Issue #15 - Modes of Perception (Happy New Year)
View of Southwest Amarillo with Subdivision by Me, Sharpie on copy paper.
Modes of Perception
My sketch is not good, but I made certain choices in the depiction of my back door view of Amarillo. First, Sharpie as a medium is clumsy. I’ve seen excellent artists use Sharpies to great effect, but the inability to blend their colors make them useless for realism. So choosing the Sharpie takes realism off the table.
Second, I used black on stark, white paper. Values are absolute here. No subtlety or nuance. No gradients. No three-dimensional volume. All objects rest in the same line of depth or distance. An effort to indicate distance from the viewer is attempted by rendering objects as indistinct from each other. The only object that stands out is the water tower that draws its supply from unseen wells, tapping the non-replenishable Ogallala aquifer, then stored high above the city’s skyline; a promise of life continuing.
Distance from an object can also be shown by enlarging, or including more foreground, but the horizon line (literally a line here) is set low in the composition, which makes the objects feel closer to the viewer than their rendering would indicate. The suggestion of electrical lines leads the viewer’s eye away from the conglomeration of houses. The movement here indicates that the piling, the thoughtless cramming of indistinct houses will continue, following the hastily rendered infrastructure of urban sprawl.

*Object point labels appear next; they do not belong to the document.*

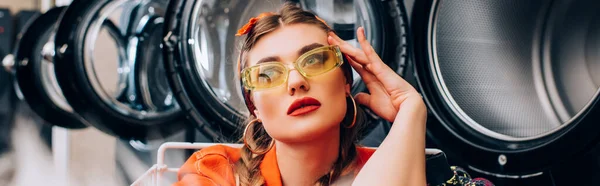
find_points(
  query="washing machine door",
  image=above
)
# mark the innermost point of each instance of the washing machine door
(109, 65)
(513, 86)
(34, 72)
(200, 45)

I’ve hoped to do three things by the critical viewing of my own sketch:
- Any good faith artistic endeavor, a transformation of reality into art, can be given serious thought (although, life is short, so choose wisely).
- My bad sketch and analysis are actually pretty accurate of my feelings towards the development happening in Amarillo.
- To set you up for this next painting, which (kind of) served as the model for my sketch. I hope you give it the same kind of attention I gave my own bad sketch, and John Walford’s critical context.
View of Haarlem with Bleaching Fields by Jacob van Ruisdael, Oil on canvas, 1670-75.
The freshness and so-called realism of Dutch landscape paintings, in contrast to the evident artifice of landscapes produced elsewhere in seventeenth-century Europe, have generated not only a diversity of reaction from scorn to praise, but also no little disagreement as to their character and intent. The more closely an image approximates to natural appearances, the more easily one can overlook the modes of perception that inevitably influence the transformation of landscape into art. - John Walford, Jacob van Ruisdael and the Perception of Landscape.
Van Ruisdael clearly developed his perception to see things in a camera-like manner, but Walford’s main argument is that van Ruisdael’s imagination is informed by beliefs that account for many of the decisions he made when he began to compose this painting. For one, notice how large the church looms on the horizon line. Most of Haarlem is left indistinct– rooftops and a few spires, but the church clasps the deep foreground of peasants in bleaching fields (and cloud shadows) to the heavens massive clouds. If van Ruisdael had set up his easel in the bleaching fields next to the workers, then our view of Haarlem would merely be trees, and he was excellent at painting trees. This perspective of Haarlem is telling.
Even the arrangement of cloud shadows is worth attending. The clouds themselves take up 2/3 of the composition, but their evidence is scattered across the remaining third, disclosing the bleaching fields and Haarlem represented by the church, but hiding the chaotic forest in deep shade.
Despite the realistic rendering, don’t overlook the modes of perception that influenced the transformation of landscape into art.
Before we leave Haarlem, consider the reversal of van Ruisdael’s composition (2/3 ground, 1/3 clouds) in a painting we’ve considered before in this newsletter.
I’m not a visual artist. I know the clumsy medium of Sharpie draws attention to itself in a way that elegant oil does not. My decisions, or modes, are apparent. But I am a writer and words-as-medium are also transforming reality onto a canvas in the reader’s mind. I don’t want to overlook that miracle.
Be well in the new year. Thanks for the company these past nine months.